I'd spent a while fiddling with that thicknesser/ planer to get it cutting a bit better. Tightening up the chain in the depth adjustment thing fixed the wobbly surface it was producing. The two surfaces on the jointer part are both fairly heavily dished, and i'd probably need to scrape them to get them flat. But despite them being crooked and all over the place they seem to cut a reasonably flat surface.
Wish i'd bothered to fiddle with the thing before cutting the boards to glue together though. There's hellacious gaps all over as a result. I'm hoping there's less gaps in the middle, as that'll be on the bottom of the neck. This top surface is gonna be covered by a fingerboard anyways, as well as routed out for a truss rod.
The whole neck skew thing has been confusing me but I think i've figured it out. From what i've read, you want to build the neck like an ordinary neck with the neck center line going through the middle of the peghead at the top. Then you mount it at an angle so that the third string goes through the center line of the banjo.
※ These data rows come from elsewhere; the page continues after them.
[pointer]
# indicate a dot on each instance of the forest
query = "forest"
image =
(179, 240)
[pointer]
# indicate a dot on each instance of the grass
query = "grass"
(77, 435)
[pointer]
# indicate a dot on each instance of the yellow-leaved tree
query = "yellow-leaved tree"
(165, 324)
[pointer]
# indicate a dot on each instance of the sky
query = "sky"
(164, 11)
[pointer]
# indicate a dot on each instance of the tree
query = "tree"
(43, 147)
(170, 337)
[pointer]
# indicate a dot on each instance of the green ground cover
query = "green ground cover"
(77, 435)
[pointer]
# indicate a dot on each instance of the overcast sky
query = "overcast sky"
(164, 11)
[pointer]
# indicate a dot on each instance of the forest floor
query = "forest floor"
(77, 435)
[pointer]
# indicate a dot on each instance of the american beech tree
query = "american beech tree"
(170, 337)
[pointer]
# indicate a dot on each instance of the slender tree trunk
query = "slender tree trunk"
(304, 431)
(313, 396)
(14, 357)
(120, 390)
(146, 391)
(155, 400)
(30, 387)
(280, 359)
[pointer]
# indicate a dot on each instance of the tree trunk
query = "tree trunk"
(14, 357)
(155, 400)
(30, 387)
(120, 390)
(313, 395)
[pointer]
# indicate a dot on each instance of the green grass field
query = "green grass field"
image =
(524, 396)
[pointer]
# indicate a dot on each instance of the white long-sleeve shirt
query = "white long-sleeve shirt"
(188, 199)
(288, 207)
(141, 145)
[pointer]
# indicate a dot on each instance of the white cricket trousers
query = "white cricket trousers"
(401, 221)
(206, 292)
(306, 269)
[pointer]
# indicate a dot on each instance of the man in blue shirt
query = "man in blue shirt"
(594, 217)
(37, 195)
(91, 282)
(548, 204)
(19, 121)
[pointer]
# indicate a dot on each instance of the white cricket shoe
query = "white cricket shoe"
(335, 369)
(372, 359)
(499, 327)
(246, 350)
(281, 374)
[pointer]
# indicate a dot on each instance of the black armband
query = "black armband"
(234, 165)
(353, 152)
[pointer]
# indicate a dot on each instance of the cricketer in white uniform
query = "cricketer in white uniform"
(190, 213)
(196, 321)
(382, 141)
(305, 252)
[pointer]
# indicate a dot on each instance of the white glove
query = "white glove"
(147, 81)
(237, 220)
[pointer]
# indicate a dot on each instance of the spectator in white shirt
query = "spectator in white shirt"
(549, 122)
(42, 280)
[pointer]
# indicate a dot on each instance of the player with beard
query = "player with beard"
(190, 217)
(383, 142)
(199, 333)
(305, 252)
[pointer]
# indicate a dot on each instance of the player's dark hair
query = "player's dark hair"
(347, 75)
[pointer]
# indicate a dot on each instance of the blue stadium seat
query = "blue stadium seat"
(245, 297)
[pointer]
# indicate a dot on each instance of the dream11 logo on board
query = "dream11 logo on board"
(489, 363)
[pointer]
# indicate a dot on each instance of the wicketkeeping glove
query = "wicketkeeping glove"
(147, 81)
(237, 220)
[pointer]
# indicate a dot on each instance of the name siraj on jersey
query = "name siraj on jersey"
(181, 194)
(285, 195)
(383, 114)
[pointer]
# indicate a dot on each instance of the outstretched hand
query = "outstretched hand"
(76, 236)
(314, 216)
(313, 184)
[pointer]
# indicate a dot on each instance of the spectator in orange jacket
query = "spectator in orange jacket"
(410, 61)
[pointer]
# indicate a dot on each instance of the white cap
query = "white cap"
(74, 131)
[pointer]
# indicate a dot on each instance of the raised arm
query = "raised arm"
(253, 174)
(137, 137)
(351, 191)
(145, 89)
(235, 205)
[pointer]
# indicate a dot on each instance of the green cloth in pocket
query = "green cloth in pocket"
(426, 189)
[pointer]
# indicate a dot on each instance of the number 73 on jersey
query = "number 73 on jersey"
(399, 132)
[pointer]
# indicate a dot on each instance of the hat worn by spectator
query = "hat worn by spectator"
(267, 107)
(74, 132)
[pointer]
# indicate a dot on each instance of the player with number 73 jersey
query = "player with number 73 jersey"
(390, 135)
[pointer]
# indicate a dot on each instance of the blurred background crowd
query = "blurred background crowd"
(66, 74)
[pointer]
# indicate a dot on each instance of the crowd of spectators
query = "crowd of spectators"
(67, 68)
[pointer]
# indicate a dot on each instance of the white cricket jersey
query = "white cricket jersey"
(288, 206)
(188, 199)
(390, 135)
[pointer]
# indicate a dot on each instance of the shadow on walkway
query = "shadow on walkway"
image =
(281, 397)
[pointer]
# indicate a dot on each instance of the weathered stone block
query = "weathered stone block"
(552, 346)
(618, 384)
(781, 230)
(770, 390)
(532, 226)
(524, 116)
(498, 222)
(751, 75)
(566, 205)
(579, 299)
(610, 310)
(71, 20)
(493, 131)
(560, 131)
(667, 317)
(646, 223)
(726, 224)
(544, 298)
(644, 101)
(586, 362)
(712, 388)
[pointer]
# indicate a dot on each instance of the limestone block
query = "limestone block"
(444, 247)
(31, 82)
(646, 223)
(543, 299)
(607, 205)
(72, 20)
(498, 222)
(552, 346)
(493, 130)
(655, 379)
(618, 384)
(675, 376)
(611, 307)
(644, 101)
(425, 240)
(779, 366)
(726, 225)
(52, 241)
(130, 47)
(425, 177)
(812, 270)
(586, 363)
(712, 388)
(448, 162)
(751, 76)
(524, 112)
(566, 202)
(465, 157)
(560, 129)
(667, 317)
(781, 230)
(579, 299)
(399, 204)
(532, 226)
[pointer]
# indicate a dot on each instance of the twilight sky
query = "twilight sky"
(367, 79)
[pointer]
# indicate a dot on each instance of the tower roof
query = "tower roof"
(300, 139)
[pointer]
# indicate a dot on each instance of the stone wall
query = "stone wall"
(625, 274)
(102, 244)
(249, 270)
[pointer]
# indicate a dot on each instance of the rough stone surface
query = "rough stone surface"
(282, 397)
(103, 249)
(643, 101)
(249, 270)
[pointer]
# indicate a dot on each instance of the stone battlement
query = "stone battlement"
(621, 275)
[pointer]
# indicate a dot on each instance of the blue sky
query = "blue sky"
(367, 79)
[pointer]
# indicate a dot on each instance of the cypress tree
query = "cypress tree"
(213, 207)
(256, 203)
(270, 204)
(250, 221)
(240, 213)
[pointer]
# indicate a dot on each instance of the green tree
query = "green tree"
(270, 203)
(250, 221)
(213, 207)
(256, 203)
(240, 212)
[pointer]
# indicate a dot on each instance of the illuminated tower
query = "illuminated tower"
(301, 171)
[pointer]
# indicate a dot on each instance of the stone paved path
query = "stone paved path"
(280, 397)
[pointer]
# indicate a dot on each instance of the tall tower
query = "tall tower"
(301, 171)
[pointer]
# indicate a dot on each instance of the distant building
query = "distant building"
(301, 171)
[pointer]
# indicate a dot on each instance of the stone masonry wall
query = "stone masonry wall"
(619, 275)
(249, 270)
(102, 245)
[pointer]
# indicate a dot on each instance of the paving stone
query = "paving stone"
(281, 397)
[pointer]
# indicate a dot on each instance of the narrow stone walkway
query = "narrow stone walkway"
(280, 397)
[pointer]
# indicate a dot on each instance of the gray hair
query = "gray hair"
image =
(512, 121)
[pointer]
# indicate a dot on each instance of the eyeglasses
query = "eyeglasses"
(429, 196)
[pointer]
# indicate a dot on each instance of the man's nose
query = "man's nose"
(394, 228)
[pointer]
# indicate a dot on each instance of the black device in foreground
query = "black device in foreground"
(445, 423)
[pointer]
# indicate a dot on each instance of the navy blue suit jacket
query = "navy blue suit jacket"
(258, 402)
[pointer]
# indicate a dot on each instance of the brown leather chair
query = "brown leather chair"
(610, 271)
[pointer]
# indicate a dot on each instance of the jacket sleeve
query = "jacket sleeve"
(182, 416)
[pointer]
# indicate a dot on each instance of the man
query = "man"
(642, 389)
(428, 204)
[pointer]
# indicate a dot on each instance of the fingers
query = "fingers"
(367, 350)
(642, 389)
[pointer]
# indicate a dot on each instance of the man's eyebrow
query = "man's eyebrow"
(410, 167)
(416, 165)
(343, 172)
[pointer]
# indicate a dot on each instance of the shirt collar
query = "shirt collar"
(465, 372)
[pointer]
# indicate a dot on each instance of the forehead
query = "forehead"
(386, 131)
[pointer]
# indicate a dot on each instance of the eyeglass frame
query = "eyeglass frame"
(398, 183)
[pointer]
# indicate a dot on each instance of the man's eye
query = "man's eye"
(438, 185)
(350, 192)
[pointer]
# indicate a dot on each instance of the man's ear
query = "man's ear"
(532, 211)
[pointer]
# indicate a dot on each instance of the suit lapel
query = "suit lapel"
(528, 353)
Or something. I figure that means you want to put the truss rod through the neck center line rather than the 'true' centerline (the path of the third string).
I think what makes it hard to understand is that it's hard for people to explain without it sounding like a load of garbage like the above paragraph.
The truss rod doesn't leave alot of material in the top of the neck though. There's about 3.5mm from the corner of the truss rod channel to the edge of the neck. There's also going to be more material removed since i'm going for a tunneled 5th string. I might maybe make the neck a bit chunkier.
I watched a bunch of Czech Pat a Mat cartoons while 'off sick'. They never got broadcast in the UK, which is a shame, because they're really good!